The bureaucracy also remained silent earlier this month on the slashing of railroaders’ benefits as the Biden administration went on the assault against the working class by tying their benefits to the debt limit. However, they have to grovel before railroad CEOs on the question of sick days, after promoting a contract which contained none for rail crews.

CSX and several other railroads have announced limited deals for a few days of sick pay in recent months, which have cost them virtually nothing when compared to annual profits but earned them fawning praise from the union apparatus. When CSX announced it would give four days of paid sick leave to maintenance workers, BMWED President Tony Cardwell praised the railroad’s CEO Joe Hinrichs for “responsible corporate governance.”

In June 2022, O’Brien and Avral Thompson pushed through a sellout national contract for 3,000 car haulers, including mechanics, truck drivers and yard workers. They attempted to present a concessionary contract to car haulers as the most “lucrative” car haul agreement in history. In reality, it included only slightly above-inflation wages for car haulers, and it pushed onto car haulers a two-tier system, where any new “business” for the union resulted in car haulers getting paid half the standard rate.

The bureaucracy’s role in the railroad and car haulers contracts were a prelude to current UPS talks, where a national contract covering 340,000 workers expires on July 31. In April, O’Brien told a crowd of 500 UPS workers that his frequent guest visits at the White House were to boast to the president about the “impact” of a UPS strike.

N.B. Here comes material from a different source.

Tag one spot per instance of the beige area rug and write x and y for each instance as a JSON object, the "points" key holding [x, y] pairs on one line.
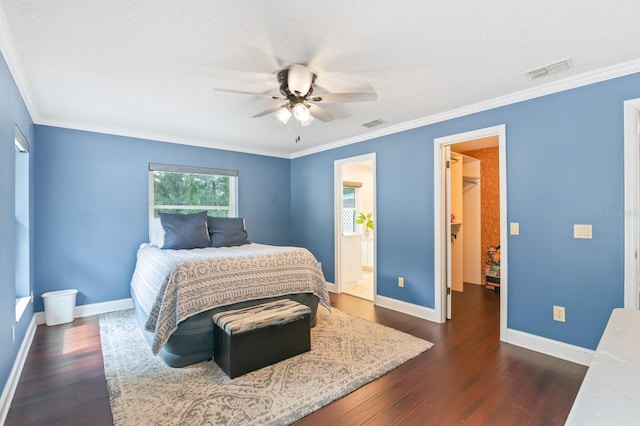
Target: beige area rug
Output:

He lied to the workers about the railroad struggle, claiming that Biden had not “interceded” against the railroad workers.

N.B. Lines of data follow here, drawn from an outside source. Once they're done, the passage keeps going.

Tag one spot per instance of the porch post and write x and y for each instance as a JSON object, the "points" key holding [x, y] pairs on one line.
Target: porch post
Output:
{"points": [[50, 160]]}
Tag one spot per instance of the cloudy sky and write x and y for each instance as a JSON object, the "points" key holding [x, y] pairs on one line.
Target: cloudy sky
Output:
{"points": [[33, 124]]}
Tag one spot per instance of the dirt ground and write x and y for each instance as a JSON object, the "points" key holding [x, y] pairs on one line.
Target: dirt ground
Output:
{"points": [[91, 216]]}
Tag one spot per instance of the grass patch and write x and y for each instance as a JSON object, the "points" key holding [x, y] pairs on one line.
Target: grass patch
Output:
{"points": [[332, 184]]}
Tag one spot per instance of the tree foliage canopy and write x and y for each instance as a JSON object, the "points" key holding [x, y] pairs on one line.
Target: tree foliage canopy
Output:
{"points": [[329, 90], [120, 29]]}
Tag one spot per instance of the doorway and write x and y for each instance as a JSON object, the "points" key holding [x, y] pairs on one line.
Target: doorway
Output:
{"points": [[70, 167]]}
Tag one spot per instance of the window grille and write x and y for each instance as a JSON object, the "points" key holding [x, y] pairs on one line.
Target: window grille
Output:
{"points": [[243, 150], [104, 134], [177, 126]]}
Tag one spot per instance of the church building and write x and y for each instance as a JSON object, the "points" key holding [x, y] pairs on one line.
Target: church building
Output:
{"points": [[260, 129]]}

Then, this month, the Teamsters violated their own pledge not to pursue national talks with UPS until all regional supplemental contracts are completed, an indication that they are under intense pressure to get a deal in place before the July 31 deadline. O’Brien’s administration, under pressure from UPS workers furious over the 2018 contract which was imposed against a majority “no” vote of the membership, has repeatedly pledged to strike UPS if a deal has not been ratified by the time the current one expires.

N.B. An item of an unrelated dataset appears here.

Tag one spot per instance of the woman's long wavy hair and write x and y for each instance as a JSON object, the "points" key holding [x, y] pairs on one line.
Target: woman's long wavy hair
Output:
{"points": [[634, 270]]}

Will, CSX worker and member of the Railroad Workers Rank-and-File Committee which was formed last year to organize workers against the companies, the rail union bureaucracy and the government, spoke to the WSWS about the lockout and the role of the Teamsters. He said the Teamsters should “immediately call for all rail union employees not to handle railcars bound for any TDSI facility.” Pointing to the necessity of the struggle for workers to organize independently of the union bureaucracy, he added, “Any inaction on the part of the trade unions only strengthens the argument that workers must act independently of the inept trade unions. We do not cross picket lines, and we will not supply scab labor.”